Viele haben sich gewundert, warum es während des Lockdowns zwischen Deutschland und Mallorca überhaupt noch Flüge gab.

Das müssen Sie die entsprechenden Airlines fragen. Ich habe das auch nicht verstanden. Mir ist zu Ohren gekommen, dass Eurowings auf den Strecken eine Auslastung von unter 30 Prozent hatte. Für mich ist das nicht nachvollziehbar, die Fluggesellschaften haben hier Geld verbraten. Was mich daran am meisten ärgert: Das ist ja die Lufthansa-Gruppe, die gleichzeitig dabei ist, vom Staat eine Unterstützung zu bekommen (am Montag wurde bekannt, dass der Bund bei der Lufthansa mit neun Milliarden Euro einsteigen will, Anm. d. Red.). Das heißt, hier haben mit Steuergeldern leichtsinnige Aktionen stattgefunden. Wenn ich deutscher Staatsbürger wäre, würde ich da richtig auf die Barrikaden gehen.

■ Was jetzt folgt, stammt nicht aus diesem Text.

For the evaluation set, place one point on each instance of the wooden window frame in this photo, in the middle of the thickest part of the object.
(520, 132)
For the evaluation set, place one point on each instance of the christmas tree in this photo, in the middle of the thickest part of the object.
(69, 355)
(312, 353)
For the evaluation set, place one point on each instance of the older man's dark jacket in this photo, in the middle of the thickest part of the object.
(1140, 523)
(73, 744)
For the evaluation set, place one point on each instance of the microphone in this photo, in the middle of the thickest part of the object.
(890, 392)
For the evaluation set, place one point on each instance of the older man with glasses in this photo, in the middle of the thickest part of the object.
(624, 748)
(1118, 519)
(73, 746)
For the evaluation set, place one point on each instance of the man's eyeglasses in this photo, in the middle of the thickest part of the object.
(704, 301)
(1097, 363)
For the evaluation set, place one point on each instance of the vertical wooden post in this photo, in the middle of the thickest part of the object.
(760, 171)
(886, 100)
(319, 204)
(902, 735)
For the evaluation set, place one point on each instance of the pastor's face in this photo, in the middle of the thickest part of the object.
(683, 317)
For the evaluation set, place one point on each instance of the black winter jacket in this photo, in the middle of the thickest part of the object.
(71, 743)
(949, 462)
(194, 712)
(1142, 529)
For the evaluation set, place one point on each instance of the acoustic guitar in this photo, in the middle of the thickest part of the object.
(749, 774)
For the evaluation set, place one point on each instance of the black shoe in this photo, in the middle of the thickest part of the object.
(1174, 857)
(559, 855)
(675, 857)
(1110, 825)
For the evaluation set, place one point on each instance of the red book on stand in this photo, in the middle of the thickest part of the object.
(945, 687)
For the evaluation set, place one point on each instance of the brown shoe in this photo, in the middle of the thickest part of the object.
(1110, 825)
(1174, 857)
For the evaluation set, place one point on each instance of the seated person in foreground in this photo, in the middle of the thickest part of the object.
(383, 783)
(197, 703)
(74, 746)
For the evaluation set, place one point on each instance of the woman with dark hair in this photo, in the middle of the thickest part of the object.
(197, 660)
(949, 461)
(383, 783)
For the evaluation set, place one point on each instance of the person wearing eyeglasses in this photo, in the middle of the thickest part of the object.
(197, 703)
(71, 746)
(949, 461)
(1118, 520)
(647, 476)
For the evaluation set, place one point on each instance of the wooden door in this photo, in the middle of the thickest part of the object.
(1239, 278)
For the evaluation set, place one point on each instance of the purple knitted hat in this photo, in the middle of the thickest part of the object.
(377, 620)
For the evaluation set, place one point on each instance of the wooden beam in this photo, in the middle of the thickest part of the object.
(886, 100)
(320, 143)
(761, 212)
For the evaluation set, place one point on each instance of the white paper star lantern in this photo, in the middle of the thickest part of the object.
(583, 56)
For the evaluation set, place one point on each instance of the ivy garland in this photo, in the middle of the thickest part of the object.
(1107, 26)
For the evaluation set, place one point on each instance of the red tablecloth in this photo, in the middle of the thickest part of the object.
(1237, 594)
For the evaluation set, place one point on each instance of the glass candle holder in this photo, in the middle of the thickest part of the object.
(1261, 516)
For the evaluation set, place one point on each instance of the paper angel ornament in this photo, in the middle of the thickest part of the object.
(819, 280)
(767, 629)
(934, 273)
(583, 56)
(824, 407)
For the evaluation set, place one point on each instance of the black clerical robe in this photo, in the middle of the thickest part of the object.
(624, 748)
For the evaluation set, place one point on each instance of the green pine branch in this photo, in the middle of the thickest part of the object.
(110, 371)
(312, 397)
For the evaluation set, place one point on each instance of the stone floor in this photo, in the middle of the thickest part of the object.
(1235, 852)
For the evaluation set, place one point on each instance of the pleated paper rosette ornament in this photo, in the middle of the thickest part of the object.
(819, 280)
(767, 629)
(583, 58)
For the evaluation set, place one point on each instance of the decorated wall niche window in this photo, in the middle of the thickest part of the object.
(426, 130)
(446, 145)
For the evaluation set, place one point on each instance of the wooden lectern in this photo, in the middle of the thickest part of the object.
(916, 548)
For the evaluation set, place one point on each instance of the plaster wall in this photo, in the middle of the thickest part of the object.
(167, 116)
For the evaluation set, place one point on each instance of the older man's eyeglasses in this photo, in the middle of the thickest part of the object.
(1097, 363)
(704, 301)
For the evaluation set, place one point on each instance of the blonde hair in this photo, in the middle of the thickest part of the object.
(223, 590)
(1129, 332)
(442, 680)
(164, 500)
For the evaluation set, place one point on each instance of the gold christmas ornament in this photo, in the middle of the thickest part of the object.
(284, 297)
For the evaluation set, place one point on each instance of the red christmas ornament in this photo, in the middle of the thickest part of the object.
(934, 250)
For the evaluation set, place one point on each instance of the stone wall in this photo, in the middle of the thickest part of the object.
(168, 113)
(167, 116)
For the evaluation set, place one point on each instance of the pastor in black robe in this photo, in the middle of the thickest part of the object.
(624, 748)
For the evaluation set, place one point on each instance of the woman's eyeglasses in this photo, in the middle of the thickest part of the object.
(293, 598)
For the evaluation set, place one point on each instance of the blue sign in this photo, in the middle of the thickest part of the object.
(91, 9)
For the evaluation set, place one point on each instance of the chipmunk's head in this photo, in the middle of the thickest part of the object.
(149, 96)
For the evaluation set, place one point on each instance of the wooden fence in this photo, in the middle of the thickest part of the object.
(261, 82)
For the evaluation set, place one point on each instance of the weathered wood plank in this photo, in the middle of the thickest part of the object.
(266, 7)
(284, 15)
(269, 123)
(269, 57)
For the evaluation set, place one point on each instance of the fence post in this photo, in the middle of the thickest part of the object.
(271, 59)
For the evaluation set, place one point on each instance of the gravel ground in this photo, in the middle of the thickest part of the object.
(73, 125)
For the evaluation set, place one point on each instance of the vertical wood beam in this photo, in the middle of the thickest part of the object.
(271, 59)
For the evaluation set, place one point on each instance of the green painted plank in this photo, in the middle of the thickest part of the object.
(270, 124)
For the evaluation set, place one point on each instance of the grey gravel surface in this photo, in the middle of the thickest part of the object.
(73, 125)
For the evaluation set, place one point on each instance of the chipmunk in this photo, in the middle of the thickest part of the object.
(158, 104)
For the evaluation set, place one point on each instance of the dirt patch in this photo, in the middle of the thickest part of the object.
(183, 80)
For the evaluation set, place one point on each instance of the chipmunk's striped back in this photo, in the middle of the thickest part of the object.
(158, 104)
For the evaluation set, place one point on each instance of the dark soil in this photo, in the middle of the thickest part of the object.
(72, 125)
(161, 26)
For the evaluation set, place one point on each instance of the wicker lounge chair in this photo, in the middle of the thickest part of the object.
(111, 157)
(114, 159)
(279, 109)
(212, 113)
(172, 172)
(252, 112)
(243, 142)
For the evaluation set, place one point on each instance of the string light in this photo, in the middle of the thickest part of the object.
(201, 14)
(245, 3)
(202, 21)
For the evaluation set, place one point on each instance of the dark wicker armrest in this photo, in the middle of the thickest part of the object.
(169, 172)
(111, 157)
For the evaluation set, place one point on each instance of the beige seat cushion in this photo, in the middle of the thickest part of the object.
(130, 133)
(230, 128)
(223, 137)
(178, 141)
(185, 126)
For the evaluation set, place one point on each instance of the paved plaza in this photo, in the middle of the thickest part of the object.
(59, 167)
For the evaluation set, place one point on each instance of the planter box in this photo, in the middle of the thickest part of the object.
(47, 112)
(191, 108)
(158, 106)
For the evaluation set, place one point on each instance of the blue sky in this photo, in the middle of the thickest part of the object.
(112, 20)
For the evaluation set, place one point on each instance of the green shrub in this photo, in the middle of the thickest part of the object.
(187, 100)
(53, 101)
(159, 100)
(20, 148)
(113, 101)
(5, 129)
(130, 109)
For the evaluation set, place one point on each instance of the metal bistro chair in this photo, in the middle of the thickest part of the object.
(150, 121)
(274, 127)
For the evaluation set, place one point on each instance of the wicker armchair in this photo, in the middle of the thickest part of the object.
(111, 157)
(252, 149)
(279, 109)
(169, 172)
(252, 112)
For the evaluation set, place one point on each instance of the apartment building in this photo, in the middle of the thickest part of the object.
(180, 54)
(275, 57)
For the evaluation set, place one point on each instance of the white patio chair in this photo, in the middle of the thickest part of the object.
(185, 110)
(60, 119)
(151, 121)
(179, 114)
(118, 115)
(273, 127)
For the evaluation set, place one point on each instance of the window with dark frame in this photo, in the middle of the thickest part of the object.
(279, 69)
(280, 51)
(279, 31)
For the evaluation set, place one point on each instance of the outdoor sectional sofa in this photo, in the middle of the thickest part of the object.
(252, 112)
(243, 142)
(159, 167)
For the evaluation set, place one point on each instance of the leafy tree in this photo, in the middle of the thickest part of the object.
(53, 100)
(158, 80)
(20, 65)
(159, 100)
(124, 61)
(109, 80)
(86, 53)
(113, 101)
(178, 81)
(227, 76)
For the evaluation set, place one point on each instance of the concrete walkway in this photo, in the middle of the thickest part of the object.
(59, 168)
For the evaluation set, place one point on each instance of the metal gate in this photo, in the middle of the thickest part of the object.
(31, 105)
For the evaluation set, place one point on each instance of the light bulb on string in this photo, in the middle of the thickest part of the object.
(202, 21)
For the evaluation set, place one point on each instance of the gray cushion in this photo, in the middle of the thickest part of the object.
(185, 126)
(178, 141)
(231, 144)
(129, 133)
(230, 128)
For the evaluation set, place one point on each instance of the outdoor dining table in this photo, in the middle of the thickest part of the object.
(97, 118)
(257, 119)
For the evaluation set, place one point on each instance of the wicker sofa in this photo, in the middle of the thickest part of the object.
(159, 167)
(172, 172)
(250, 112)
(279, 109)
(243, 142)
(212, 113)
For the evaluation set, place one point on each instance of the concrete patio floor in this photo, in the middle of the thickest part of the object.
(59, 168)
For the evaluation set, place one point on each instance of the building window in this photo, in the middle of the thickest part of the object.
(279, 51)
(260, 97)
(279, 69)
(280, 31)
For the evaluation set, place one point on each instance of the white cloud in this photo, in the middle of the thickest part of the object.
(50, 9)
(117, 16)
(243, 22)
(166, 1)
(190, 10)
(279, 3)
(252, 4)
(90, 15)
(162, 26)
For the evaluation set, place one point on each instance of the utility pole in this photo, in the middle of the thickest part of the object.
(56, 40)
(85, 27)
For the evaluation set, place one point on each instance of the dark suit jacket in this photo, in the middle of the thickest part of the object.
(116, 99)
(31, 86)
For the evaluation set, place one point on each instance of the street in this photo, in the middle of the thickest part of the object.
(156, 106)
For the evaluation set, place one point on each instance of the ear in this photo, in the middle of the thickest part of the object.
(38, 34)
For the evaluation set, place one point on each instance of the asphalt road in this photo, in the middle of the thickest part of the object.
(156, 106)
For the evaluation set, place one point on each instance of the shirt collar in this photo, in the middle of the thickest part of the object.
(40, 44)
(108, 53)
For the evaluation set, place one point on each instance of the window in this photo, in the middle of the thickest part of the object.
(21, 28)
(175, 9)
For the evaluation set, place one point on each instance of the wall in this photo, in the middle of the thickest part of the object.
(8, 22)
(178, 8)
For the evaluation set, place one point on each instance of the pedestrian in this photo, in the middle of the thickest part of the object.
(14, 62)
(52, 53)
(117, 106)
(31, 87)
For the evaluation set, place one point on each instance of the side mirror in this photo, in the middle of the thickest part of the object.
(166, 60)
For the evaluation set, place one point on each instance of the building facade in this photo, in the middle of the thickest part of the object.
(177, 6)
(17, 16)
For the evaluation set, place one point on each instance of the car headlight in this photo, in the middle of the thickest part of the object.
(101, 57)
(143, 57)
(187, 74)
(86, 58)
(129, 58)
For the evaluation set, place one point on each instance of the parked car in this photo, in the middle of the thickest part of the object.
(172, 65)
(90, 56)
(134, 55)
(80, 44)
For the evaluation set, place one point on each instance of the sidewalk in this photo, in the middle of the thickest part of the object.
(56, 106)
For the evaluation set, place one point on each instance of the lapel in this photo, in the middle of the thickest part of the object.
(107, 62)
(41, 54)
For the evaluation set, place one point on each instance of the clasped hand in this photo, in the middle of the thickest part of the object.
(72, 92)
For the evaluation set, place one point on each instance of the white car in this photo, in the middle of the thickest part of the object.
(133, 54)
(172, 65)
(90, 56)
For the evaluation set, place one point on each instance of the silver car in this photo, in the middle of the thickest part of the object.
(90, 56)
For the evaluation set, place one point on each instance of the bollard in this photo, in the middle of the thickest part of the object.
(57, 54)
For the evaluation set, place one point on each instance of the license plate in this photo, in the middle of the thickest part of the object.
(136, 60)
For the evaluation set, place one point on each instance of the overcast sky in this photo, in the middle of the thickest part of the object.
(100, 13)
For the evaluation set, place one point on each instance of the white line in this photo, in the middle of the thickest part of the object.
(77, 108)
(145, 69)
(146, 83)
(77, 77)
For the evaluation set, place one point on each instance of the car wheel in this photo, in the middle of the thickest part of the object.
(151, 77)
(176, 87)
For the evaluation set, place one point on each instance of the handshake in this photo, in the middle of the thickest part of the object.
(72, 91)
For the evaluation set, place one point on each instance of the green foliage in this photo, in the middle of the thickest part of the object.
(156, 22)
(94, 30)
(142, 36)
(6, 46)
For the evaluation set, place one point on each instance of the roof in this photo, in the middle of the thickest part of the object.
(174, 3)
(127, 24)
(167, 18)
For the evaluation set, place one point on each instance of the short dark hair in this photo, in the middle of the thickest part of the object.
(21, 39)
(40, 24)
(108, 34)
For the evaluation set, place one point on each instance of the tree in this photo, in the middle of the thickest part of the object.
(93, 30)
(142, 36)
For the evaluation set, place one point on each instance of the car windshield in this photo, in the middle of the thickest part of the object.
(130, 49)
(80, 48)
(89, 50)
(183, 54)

Kann man beziffern, wie viel Geld verbrannt wird, wenn ein Flug zwischen Deutschland und Mallorca mit zehn Prozent Auslastung unterwegs ist?

Das kommt darauf an, welchen Preis man zugrunde legt. Aber in jedem Fall sind es Zigtausende Euro.

Nachdem der Lockdown schon einige Tage alt war, konnte man noch Flüge buchen, die dann nicht stattfanden, was im Vorhinein klar war. Was war da los?

Da hat wahrscheinlich jedes Unternehmen ein bisschen spekuliert. Die Aussagen der verschiedenen Regierungen, was die Zukunft anging, waren ja auch ziemlich schleierhaft.

Von Ryanair sind uns Fälle bekannt, wo Leute für Juli Mallorca-Flüge gebucht haben, die dann storniert wurden. Später wurden dieselben Verbindungen wieder mit deutlich höheren Tarifen angeboten. Geht das mit rechten Dingen zu?

Ich finde das eine Schweinerei und kann nur raten, solche Airlines in Zukunft nicht mehr zu nutzen. Ich weiß nicht, ob man dagegen gerichtlich vorgehen kann. Aber ein Konsument kann hier konsequent sein. Leider sind es die wenigsten.

Ein weiteres Ärgernis sind die Erstattungen von stornierten Flügen. Die Airlines speisen die Leute mit Gutscheinen ab, statt das Geld zurückzuzahlen. Hier wird gegen europäisches Recht verstoßen. Wie ist das möglich?

Da bin ich überfragt. Es ist in jedem Fall Geld, das der Kunde der Airline vorausbezahlt hat. Die Leistung ist nicht erbracht. Und das Geld gehört der Airline nicht. Ich kann nur hoffen, dass die Europäische Gemeinschaft ein Machtwort spricht und reagiert.